Can someone explain this PromQL query to me?


I'm new to promQL and I am using it to create grafana dashboard to visualize various API metrics like throughput, latency etc.

For measuring latency I came across these queries being used together. Can someone explain how are they working

histogram_quantile(0.99, sum(irate(http_request_duration_seconds_bucket{path="<API Endpoint>"}[2m])*30) by (path,le))

histogram_quantile(0.95, sum(irate(http_request_duration_seconds_bucket{path="<API Endpoint>"}[2m])*30) by (path,le))

Also I want to write a query which will show me number of API calls with latency greater than 4sec. Can someone please help me there as well?


Solution

  • The provided queries are designed to return 99th and 95th percentiles for the http_request_duration_seconds{path="..."} metric of histogram type over requests received during the last 2 minutes (see 2m in square brackets).

    Unfortunately the provided queries have some issues:

    • They use irate() function for calculating the per-second increase rate of every bucket defined in http_request_duration_seconds histogram. This function isn't recommended to use in general case, because it tends to return jumpy results on repeated queries - see this article for details. So it is better to use rate or increase instead when calculating histogram_quantile.
    • They multiply the calculated irate() by 30. This has no any effect on query results, since histogram_quantile() normalizes the provided per-bucket values.

    So it is recommended to use the following query instead:

    histogram_quantile(0.99,
      sum(
        increase(http_request_duration_seconds_bucket{path="..."}[2m])
      ) by (le)
    )
    

    This query works in the following way:

    1. Prometheus selects all the time series matching the http_request_duration_seconds_bucket{path="..."} time series selector on the selected time range on the graph. These time series represent histogram buckets for the http_request_duration_seconds histogram. Each such bucket contains a counter, which counts the number of requests with duration not exceeding the value specified in the le label.
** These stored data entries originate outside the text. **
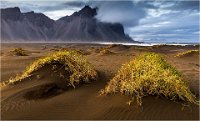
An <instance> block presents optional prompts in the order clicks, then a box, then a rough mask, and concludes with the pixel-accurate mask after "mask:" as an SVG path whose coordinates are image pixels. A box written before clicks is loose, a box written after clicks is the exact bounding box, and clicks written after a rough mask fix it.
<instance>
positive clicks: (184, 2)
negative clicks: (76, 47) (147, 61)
mask: <svg viewBox="0 0 200 121" xmlns="http://www.w3.org/2000/svg"><path fill="white" fill-rule="evenodd" d="M85 5H90V6H91V7H98V14H97V16H96V18H97V19H98V20H100V21H105V22H113V23H115V22H119V23H122V24H123V26H124V28H125V32H126V33H127V34H129V36H131V37H132V38H133V39H134V40H137V41H144V42H182V43H188V42H195V43H199V34H200V30H199V16H200V12H199V1H194V0H191V1H188V0H187V1H184V0H178V1H175V0H162V1H161V0H148V1H147V0H146V1H141V0H132V1H102V0H96V1H94V0H79V1H78V0H76V1H75V0H74V1H72V0H71V1H62V0H57V1H56V0H54V1H53V0H50V1H48V0H45V1H44V0H43V1H41V0H34V1H31V0H29V1H24V0H7V1H1V8H7V7H15V6H18V7H20V9H21V11H22V12H28V11H35V12H42V13H44V14H45V15H47V16H48V17H50V18H52V19H54V20H57V19H59V18H60V17H63V16H66V15H71V14H72V13H73V12H75V11H78V10H80V9H81V8H82V7H84V6H85Z"/></svg>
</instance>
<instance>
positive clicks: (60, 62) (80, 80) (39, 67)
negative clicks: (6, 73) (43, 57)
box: [1, 51, 97, 87]
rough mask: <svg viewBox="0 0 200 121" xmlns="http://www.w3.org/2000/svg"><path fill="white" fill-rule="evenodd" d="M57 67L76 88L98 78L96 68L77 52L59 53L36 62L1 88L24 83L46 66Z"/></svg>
mask: <svg viewBox="0 0 200 121" xmlns="http://www.w3.org/2000/svg"><path fill="white" fill-rule="evenodd" d="M56 65H61V66H62V68H63V69H64V70H65V72H66V75H69V78H68V79H66V80H67V81H68V82H67V83H69V86H73V87H75V85H76V84H79V83H80V82H89V81H91V80H95V79H96V77H97V72H96V71H95V69H94V67H93V66H92V65H91V64H90V63H89V62H88V61H87V60H86V59H85V58H84V57H83V56H82V55H81V54H79V53H78V52H76V51H58V52H55V53H53V54H51V55H49V56H47V57H44V58H41V59H38V60H36V61H34V62H33V63H32V64H31V65H30V66H28V67H27V68H26V70H25V71H24V72H23V73H22V74H21V75H17V76H16V77H15V78H11V79H10V80H8V81H6V82H4V83H1V86H4V85H7V84H12V83H16V82H19V81H23V80H24V79H26V78H28V77H30V76H31V75H32V74H33V73H34V72H36V71H38V70H40V69H41V68H43V67H45V66H52V68H55V67H54V66H56Z"/></svg>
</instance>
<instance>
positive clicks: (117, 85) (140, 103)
mask: <svg viewBox="0 0 200 121" xmlns="http://www.w3.org/2000/svg"><path fill="white" fill-rule="evenodd" d="M117 92H120V93H122V94H125V95H129V96H132V97H133V99H134V98H135V99H136V100H137V102H138V103H139V105H141V104H142V100H141V99H142V97H144V96H147V95H157V96H164V97H166V98H169V99H171V100H179V99H180V100H183V101H186V102H191V103H195V104H197V103H198V102H197V101H196V99H195V95H194V94H192V93H191V91H190V89H189V87H188V85H187V84H186V82H184V81H183V79H182V76H181V74H180V73H179V72H178V71H177V70H176V69H175V68H174V67H173V66H171V65H170V64H168V63H167V62H166V61H165V60H164V59H163V57H162V56H161V55H158V54H155V53H145V54H143V55H141V56H139V57H137V58H135V59H134V60H132V61H130V62H129V63H127V64H125V65H123V66H122V68H121V69H120V70H119V72H118V73H117V75H116V76H115V77H114V78H113V79H112V80H111V81H110V82H109V83H108V84H107V86H106V87H105V89H104V90H101V94H109V93H117Z"/></svg>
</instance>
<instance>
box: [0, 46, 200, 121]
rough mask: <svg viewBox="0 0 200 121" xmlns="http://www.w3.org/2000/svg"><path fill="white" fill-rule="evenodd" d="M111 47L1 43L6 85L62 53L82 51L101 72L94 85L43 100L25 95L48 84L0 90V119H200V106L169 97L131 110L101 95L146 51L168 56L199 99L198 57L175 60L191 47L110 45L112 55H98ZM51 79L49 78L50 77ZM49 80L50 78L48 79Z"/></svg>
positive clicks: (110, 96)
mask: <svg viewBox="0 0 200 121" xmlns="http://www.w3.org/2000/svg"><path fill="white" fill-rule="evenodd" d="M108 46H109V45H98V44H67V43H2V44H1V56H0V58H1V81H6V80H8V79H9V78H11V77H14V76H15V75H16V74H18V73H21V72H23V70H24V69H25V68H26V66H28V65H30V64H31V63H32V62H33V61H34V60H36V59H38V58H40V57H44V56H46V55H48V54H49V53H53V52H55V51H57V50H59V49H61V48H67V49H78V50H81V51H82V52H83V53H86V54H85V55H84V56H85V57H86V59H87V60H88V61H89V62H90V63H91V64H92V65H94V67H95V69H96V70H97V71H98V75H99V77H98V79H97V80H96V81H93V82H91V83H90V84H84V85H80V86H78V87H77V88H75V89H69V90H67V91H66V92H64V93H62V94H59V95H56V96H53V97H50V98H47V99H40V100H27V99H25V98H24V97H23V94H24V93H26V92H27V91H28V90H29V89H31V88H32V87H33V86H34V85H35V84H36V83H41V82H42V83H46V81H47V80H40V81H41V82H40V81H37V80H34V81H31V80H30V81H29V82H26V83H23V84H21V85H19V86H9V87H7V88H2V89H1V119H4V120H5V119H7V120H8V119H21V120H22V119H27V120H28V119H41V120H42V119H46V120H50V119H53V120H61V119H63V120H64V119H68V120H70V119H82V120H84V119H85V120H89V119H91V120H95V119H97V120H98V119H99V120H111V119H114V120H117V119H121V120H123V119H124V120H125V119H127V120H134V119H140V120H142V119H145V120H149V119H154V120H156V119H160V120H162V119H168V120H179V119H180V120H181V119H183V120H189V119H191V120H198V119H199V106H196V105H191V106H189V107H188V106H185V107H184V109H183V106H182V103H181V102H179V101H178V102H173V101H170V100H168V99H165V98H158V97H154V96H147V97H145V98H144V99H143V106H142V107H137V106H134V105H131V106H129V105H127V103H126V102H127V101H128V100H129V99H130V98H129V97H127V96H123V95H120V94H117V95H108V96H99V91H100V90H101V89H103V88H104V87H105V85H106V83H107V82H108V81H109V80H110V79H112V78H113V77H114V75H115V74H116V73H117V71H118V70H119V69H120V67H121V66H122V64H125V63H127V62H129V61H130V60H132V59H133V58H135V57H136V56H138V55H140V54H142V53H145V52H155V53H159V54H161V55H163V56H164V58H165V59H166V60H167V62H168V63H170V64H171V65H173V66H175V67H176V68H177V69H178V70H179V71H180V72H182V73H183V75H184V78H185V80H188V82H189V86H190V89H191V91H192V92H193V93H195V94H196V95H197V97H198V98H199V55H197V56H196V55H194V56H191V57H183V58H179V57H174V56H175V55H176V54H177V53H179V52H184V51H187V50H198V49H199V45H197V46H193V45H188V46H171V45H170V46H167V45H163V46H153V47H141V46H124V45H116V46H110V47H109V50H110V51H111V52H112V53H108V54H106V53H105V54H103V55H102V54H100V53H99V50H100V49H101V48H104V47H108ZM17 47H21V48H23V49H25V50H27V52H28V54H29V55H28V56H11V55H9V51H10V50H12V49H13V48H17ZM47 77H48V75H47ZM45 79H46V78H45Z"/></svg>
    2. Prometheus calculates the increase over the last 2 minutes per each selected time series, e.g. how many requests hit every bucket during the last 2 minutes.

    3. Prometheus calculates per-le sums over bucket values calculated at step 2 - see sum() function docs for details.

    4. Prometheus calculates the estimated 99th percentile for the bucket results returned at step 3 by executing histogram_quantile function. The error of the estimation depends on the number of buckets and the le values. More buckets with better le distribution usually give lower error for the estimated percentile.